Now Starmer and Reeves refuse to tell us their secret tax plans at this election. Labour has promised not to put up income tax, national insurance contributions or VAT. But it claims – as with the imposition of VAT onto school fees – that the removal of a relief is not a tax rise. So any existing tax reliefs – on pension contributions, for example, or business taxes – are out of the scope of the pledge.

Labour has been remarkably unsubtle about its approach to taxing pensions. The refusal to back the Conservative “triple lock plus” policy – which pledges to stop the basic state pension being dragged into income tax by linking its value to pensioners’ personal tax allowances – can only mean that it plans to tax the state pension itself. Indeed, it suggests that it will freeze income tax thresholds completely throughout the next five years – even though its spokesmen and shadow ministers continue to claim that “people are not going to be paying more income tax”.

Then there is the question of applying capital gains tax to family homes. First, Angela Rayner, Labour’s deputy leader, refused to rule out doing this during the ITV debate last week. And then, Sir Keir Starmer did the same during his BBC interview with Nick Robinson. On Saturday, Starmer’s campaign director, Morgan McSweeney, “liked” a social media post saying Labour should “raise capital gains tax” to bring £15 billion into the Treasury. No doubt Starmer will claim, as he does with school fees, that this would not be a tax rise, for technically it would be the removal of a tax relief.

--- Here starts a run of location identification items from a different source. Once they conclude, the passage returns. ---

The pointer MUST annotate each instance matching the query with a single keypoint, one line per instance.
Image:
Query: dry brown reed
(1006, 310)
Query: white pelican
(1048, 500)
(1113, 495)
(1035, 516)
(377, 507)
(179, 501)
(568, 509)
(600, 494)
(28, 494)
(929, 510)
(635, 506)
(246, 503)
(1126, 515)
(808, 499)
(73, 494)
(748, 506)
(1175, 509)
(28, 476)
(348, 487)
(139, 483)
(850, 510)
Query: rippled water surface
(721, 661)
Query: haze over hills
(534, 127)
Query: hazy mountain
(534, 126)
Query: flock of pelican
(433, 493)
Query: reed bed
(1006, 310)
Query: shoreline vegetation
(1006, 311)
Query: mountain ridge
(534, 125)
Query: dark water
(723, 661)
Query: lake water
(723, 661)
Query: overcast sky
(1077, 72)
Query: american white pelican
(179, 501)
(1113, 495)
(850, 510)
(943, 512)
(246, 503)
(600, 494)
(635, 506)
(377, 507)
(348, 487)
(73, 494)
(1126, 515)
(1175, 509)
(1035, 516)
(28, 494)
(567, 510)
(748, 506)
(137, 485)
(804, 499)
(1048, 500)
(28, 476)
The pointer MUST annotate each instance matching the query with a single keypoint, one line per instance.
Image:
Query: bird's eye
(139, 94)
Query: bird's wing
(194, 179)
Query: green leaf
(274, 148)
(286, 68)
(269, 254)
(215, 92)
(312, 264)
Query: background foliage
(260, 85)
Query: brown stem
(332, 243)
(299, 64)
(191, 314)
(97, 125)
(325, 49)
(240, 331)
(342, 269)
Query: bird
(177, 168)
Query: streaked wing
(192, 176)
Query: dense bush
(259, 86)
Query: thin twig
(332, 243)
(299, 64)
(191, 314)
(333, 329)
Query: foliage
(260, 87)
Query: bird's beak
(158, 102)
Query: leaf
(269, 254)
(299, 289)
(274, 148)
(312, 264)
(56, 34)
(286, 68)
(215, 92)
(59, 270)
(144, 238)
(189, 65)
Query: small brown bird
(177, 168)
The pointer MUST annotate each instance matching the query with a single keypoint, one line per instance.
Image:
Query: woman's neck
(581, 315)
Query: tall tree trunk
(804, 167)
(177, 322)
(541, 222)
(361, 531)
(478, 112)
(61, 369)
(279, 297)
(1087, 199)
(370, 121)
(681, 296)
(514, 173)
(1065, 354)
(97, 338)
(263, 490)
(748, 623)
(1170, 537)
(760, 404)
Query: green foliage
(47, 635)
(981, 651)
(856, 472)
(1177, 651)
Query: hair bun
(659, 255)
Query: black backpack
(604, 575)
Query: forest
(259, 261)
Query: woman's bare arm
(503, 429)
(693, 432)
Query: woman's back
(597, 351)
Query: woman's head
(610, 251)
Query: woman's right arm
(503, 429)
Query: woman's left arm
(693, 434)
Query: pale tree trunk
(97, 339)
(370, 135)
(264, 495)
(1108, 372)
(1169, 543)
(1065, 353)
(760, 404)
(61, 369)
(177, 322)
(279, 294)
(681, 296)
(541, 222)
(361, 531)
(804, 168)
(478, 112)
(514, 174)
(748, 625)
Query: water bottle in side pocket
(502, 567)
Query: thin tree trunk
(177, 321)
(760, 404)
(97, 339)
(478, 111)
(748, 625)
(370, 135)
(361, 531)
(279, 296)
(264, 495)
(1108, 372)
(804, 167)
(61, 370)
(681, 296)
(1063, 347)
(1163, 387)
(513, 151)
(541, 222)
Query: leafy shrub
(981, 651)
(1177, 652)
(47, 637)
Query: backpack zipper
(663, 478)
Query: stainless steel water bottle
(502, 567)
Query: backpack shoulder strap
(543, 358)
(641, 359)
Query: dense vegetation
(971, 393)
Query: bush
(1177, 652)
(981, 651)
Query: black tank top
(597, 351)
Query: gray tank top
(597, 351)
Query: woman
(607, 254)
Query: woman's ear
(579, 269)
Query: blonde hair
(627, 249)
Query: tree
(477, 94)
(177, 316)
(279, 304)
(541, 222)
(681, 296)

For this is the logic of Labour: the instinct of Starmer and his party. Anything that is not taxed is treated with suspicion – a privilege to be removed by the state. And so everything will be fair game. Business taxes, pension taxes, driving taxes, property taxes, green taxes on energy bills – they are all in Labour’s sights. It even wants to enshrine tax and spend and redistribution in law, imposing on public bodies a legal duty to reduce inequality. This was dangerous enough when it was first mooted in 2010, during the passage of the Equality Act. In the age of critical race theory and the pursuit of “equity” it will lead to catastrophic – one might even say systemic – unfairness.

And this is the lesson of Labour’s manifesto and its wider campaign. Listen very carefully to what it says. Pay close attention to what it does not say. And try to understand not just the policies put forward, but the instincts and motives that guide them. We cannot know what will happen next year, let alone what might happen in the year 2029. In the next five years, we will face economic challenges, geopolitical threats, and the dangers of terrorism. Key risks include another pandemic, the loss of telecommunications cables, and the disruption of food or energy supplies.

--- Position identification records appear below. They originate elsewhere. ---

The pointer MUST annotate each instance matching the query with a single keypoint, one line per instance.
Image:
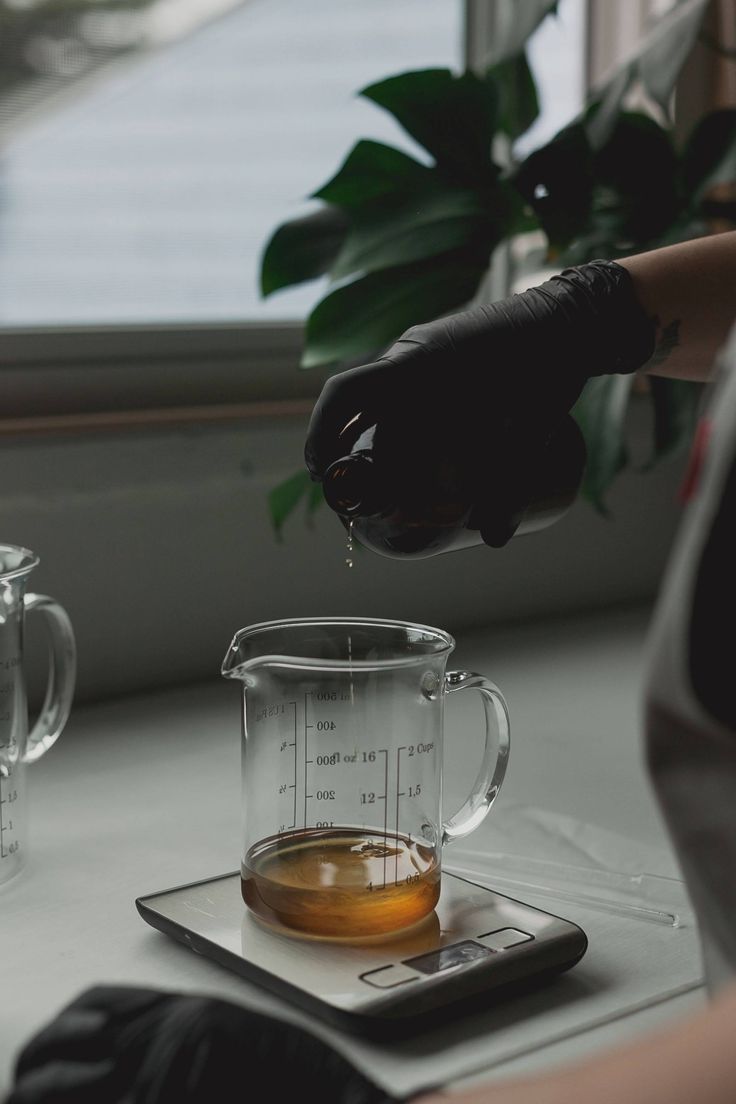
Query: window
(144, 191)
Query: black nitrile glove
(123, 1044)
(491, 384)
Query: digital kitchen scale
(473, 951)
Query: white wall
(160, 547)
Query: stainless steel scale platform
(476, 949)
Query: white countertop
(141, 794)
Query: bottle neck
(352, 489)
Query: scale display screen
(446, 957)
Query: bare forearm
(693, 1061)
(690, 290)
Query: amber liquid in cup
(341, 882)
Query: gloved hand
(491, 384)
(129, 1046)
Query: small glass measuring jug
(19, 745)
(342, 771)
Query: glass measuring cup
(19, 745)
(342, 771)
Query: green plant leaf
(675, 406)
(519, 103)
(302, 248)
(360, 319)
(600, 413)
(285, 497)
(371, 171)
(513, 23)
(635, 192)
(710, 155)
(454, 117)
(432, 223)
(657, 63)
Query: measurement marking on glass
(398, 794)
(384, 752)
(294, 784)
(307, 726)
(2, 826)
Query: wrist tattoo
(668, 339)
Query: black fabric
(123, 1044)
(713, 618)
(482, 391)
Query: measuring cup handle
(62, 676)
(496, 754)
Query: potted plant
(404, 242)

How a government responds to the unknown is informed by the instincts of its leaders. Starmer fought to overturn the Brexit referendum, campaigned to make Jeremy Corbyn prime minister, sought to block the deportation of foreign criminals, wanted Covid lockdowns to go on for longer and at greater expense, backed divisive critical race theory and discredited gender ideology, and in response to Black Lives Matter, chose to take the knee for the cameras.

The polls suggest we are heading for a massive Labour majority. If it gets it, we know what to expect. It is clear, not just from what Starmer says – and what he does not – but from his instinctive response to every challenge. There is no problem to which his response is not higher taxes, more government, and legalistic interventionism. These are not the ingredients for us. We will need a strong Conservative Party to stand up to him.